I’ve noticed as of late every time someone talks about having some humility and even civility towards the other side someone has to bring up slavery or Jim Crow. This “concern” is always a tell, in that it shows that the person bringing up this concern is afraid of the other side. They have already surmised that they are akin to an appeaser for slavery or Jim Crow. Of course, there were people who offered peans to civility that did support unjust structures like slavery. But for the most part, the political differences we have today are not equivalent to a century ago. There are differences, but I don't think they are irreconcilable. If the difference we face are truly irreconcilable, then our nation is in worst shape than we think.
Humility says that I don't have all the answers. I'm not the gatekeeper of all wisdom and knowledge. It also says that I need other people in order to really be complete. This is the opposite of what we see so often on social media where we become guardians of whatever position we hold. When I think back on all the videos I've seen on TikTok there is a lot of shouting of positions and we might think we are welcoming people, but I do wonder: is it really about people? Do we care about people, not just the ones that agree with us, but those people who don't agree with us? Do we see them as someone created by God even if they hold opinions and beliefs that I oppose? I don't think this is the fault of social media, but I do think that what social media makes it easy for us is to flatten our experiences. We can have fulfilling social media experiences, but if we want something that is more flat, then social media makes it easy. And far too many of us want flat experiences, where anything that is different from us is not seen in its complexity, but in a flat and one-dimensional way.
In many cases, our ideology, be it liberal or conservative is what grounds us these days, not theology. We might talk about God, but whether it’s progressive clergy on TikTok or thebros on Twitter, what matters is our ideology. People don't matter, except in being in service to a larger ideology.
But in doing that, I wonder if we lose sight of humanity in all of its quirkiness and brokenness. When we lose sight of messy humans that don't fit neatly into the boxes we've created to sort people into this place or that place I wonder if we also lose sight of grace as well.

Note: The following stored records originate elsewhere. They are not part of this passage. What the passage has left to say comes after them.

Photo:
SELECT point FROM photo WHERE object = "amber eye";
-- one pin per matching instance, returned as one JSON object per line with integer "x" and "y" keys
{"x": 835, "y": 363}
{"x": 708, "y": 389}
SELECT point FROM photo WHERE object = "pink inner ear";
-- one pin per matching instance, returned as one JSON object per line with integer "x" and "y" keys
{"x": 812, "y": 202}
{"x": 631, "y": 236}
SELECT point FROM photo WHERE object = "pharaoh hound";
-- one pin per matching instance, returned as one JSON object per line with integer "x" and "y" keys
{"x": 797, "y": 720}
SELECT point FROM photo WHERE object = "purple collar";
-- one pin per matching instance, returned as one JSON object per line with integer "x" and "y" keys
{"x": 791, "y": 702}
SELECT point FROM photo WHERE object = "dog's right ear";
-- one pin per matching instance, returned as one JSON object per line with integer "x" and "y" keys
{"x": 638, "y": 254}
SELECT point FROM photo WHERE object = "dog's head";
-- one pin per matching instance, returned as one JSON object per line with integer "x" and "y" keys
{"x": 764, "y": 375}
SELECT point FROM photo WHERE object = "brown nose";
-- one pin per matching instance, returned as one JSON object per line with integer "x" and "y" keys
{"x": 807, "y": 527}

I have another interview that is sure to upset some people. Paul VanderKlay is a Christian Reformed minister that has some intriguing insights on LGBTQ issues. While I'm pretty sure we disagree on some key points concerning LGBTQ roles in the church, he also seems to have a spirit about him that is ready and willing to enter into dialogue with people he might not agree with. His charity, curiosity, and humility make him someone I want to be in conversation. But I also know there are those who will dismiss him because he is not considered affirming and some will say he isn't "safe." And maybe not everyone should seek to be in conversation with people they don't see eye to eye on issues.
But I think our culture and our faith is the poorer if we don't at least try to engage. As a happily married gay man, I'm not changing my viewpoint, but I do want to understand and I do want to be graceful to others.
Our world is in need of God's grace. I can only hope to be a witness to that grace that so many of us desire.